Responding officers entered the house, Trapp said, and found Alonso inside lying on a bed. Trapp said the arrest report indicates Alonso initially was "noncompliant" with officers, appeared "disoriented and confused," but eventually was taken into custody "without incident."
Poor widdle binky. He was not tested for drugs or alcohol because Oregon police also don't test decapitated bodies for heads or arson victims for burns, and do not subscribe to the Institute of Duh Studies' influential and expensive newsletter.
Since the sanctity of the domestic castle is one of the two pillars of our criminal code along with "the right not to be killed," Alonso gets slapped with a felony burglary charge, which we know is a felony and is three points. The first-degree criminal trespass is less clear, so we conservatively gave it a single point along with the second-degree criminal mischief charge.
By the way, the standard for mischief is too low in the criminal sense. It really should only apply to crimes that are funny and committed while wearing dollar-store comic props. But did he urinate in public while wearing a fake arrow through his head, your honor?

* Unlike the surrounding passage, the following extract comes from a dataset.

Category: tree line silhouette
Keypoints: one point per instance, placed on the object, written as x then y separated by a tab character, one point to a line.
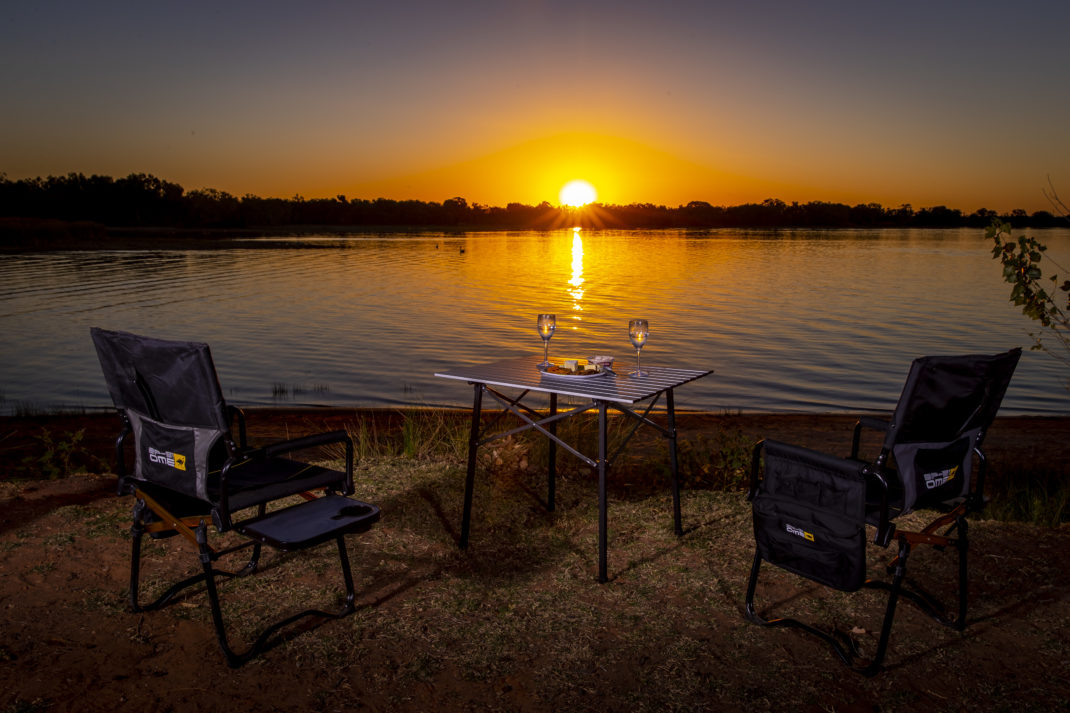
141	200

We ask for dismissal of the mischief charges unless the prosecution can provide photo evidence.
Oregon receives five points in the Fulmer Cup, makes the big board, and is at this moment in the process of tagging its football players with tiny microchips that will bring them back to the Ducks' luxury orgy pad of a locker room in event of drunknap needs or other potential trouble. Phil Knight really is the best.
GONNA HAVE TO WHITTLE YOU UP A PUNISHMENT, SON. Jorge Wright, defensive tackle for the Mountaineers, was picked up for both marijuana possession and for having a firearm without a license last Thursday, both things which we knew were "Illegal" in West Virginia, but that we didn't think were "Illegal."

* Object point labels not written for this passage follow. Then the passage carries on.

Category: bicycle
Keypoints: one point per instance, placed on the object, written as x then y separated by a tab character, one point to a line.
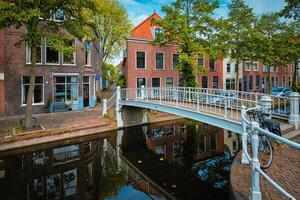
265	147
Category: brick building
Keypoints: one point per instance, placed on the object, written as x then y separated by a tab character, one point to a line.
155	66
62	81
255	76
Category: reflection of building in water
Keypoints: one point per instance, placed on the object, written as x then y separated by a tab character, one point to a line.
59	173
231	140
167	140
209	141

Wright went on to play in the Blue-Gold game, but Detective Bill Stewart said he was still gathering facts about the case and would deliver the appropriate punishment when he was satisfied with the results. Bill Stewart still thinks he's the head coach at West Virginia, and we just teared up a little bit about him openly whittling on the sidelines while Dana Holgorsen pounds Red Bulls and calls the Mountaineer's seventh offensive TD of the game in the third quarter.
Two misdemeanors mean two points for WVU, and something else for Bill to do before he goes home at three and kicks grass in the yard glumly.
OKLAHOMA ISN'T EVEN TRYING ANYMORE. Caught nabbing clothing for one point's worth of misdemeanor nonsense out of a clothing store? We know late-stage coaching tenure decline when we see it, dammit. The Romans know what we're talking about. Caligula may have been grandiosely crazy, but when the most Julius Nepos could muster was a few measly toga thefts, that's when you knew the parade was really over.
IOWA STATE ENTERS THE FRAY LATE [VIA HAMMERED COACHES]: Ben Barkema, an assistant on the Iowa State staff, was arrested early Sunday for DUI in Ames. Barkema became the second ISU sports coaching assistant to be arrested for drunk driving in a week after the arrest of a basketball assistant last week. Ames might want to just go the go-cart route: line track with cut up tires and an aluminum rail, station irritable teenagers at certain spots, and just let the citizenry have at it. This is brought to you by our continuing desire to turn our nation's roadways into one gigantic Panama City go-kart track.
(Iowa State gets four points for this via a two point DUI, one point bonus for the coaching staff, and one more bonus point for getting their second coach nailed for DUI in a week.)